Mitch mantuvo la cabeza agachada y se apretó un ojo con un dedo, pero el dolor llegaba igualmente. El precio a pagar.
Rod Taylor empuja la palanca de la vieja máquina del tiempo. El lodo se endurece bajo el paño mortuorio de ceniza caída. El tiempo vuela. Los cuerpos se descomponen en el interior de los moldes, manchando el lodo duro. La carne se filtra y los huesos se agitan con los terremotos y el lodo y la piedra se rompen permitiendo la entrada de agua y nuevo lodo, llenando los huecos con lodo de diferente densidad, diferente composición, sosteniendo, por fin, los huesos.
Los hombres pueden descansar.
Mitch sabía que seguían por aquí, en algún lugar.
Dejó de caminar y miró a la derecha, hacia un escalón cortado en el acantilado por cientos de siglos de erosión.
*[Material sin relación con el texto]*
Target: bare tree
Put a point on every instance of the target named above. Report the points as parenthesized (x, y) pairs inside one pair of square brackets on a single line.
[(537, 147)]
Al principio no podía ver qué le había llamado la atención; quedaba oculto por la dolorosa astilla de luz.
La parte superior del escalón de arcilla esquistosa se encontraba al menos a metro y medio sobre su cabeza. Una mancha de gris oscuro coronaba el escalón bajo una capa superficial de tierra y maleza. Pero su visión se convirtió en una esfera brillante y todo lo que veía era la reluciente prominencia marrón depositada horizontalmente en la piedra.
Apenas se atrevía a respirar.
Mitch se encorvó, colgando los brazos, apuntalando las rodillas contra el montículo de guijarros y terrones gastados. Alargó el dedo derecho y lo pasó siguiendo la ceniza gris compactada y la arcilla cocida.
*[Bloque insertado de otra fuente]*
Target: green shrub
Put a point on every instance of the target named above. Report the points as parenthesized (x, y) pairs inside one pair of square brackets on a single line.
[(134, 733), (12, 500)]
La prominencia era firme sobre la capa dura. Podría haber sido un hueso de ciervo, una cabra montesa, o una oveja de montaña.
Pero no lo era. Era una espinilla humana, una tibia. En esa capa, debía de ser al menos tan vieja como los huesos en el campamento. Alargó una mano, con las chispas volando en su ojo derecho, y palpó en busca de una pequeña pieza que había visto ahí, un tobillo marrón oscuro entre los escarpes rocosos.
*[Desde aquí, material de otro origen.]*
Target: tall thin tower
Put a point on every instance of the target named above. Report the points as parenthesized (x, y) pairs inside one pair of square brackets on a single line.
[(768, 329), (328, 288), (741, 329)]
Lo levantó, girándolo hasta poder verlo con claridad. Era pequeño, pero también era humano. Al menos Homo. Lo volvió a colocar. La posición sería importante durante el reconocimiento.
Sacó un palillo de dientes de la chaqueta y trabajó con el lodo y la ceniza endurecidos alrededor de la tibia hasta estar seguro, luchando durante largos minutos contra el dolor de su cráneo. Luego volvió a sentarse y levantó las rodillas.
Ya no podía retrasarlo más. La migraña había llegado. No había sufrido una tan dura en más de diez años. Se le cayó el palillo de dientes de la mano y se dobló sobre el suelo, intentando no gemir.
Se las arregló para alargar un dedo y acariciar el hueso medio enterrado.
—Te encontré —dijo Mitch. Luego cerró los ojos y sintió cómo le anegaba su propio lahar.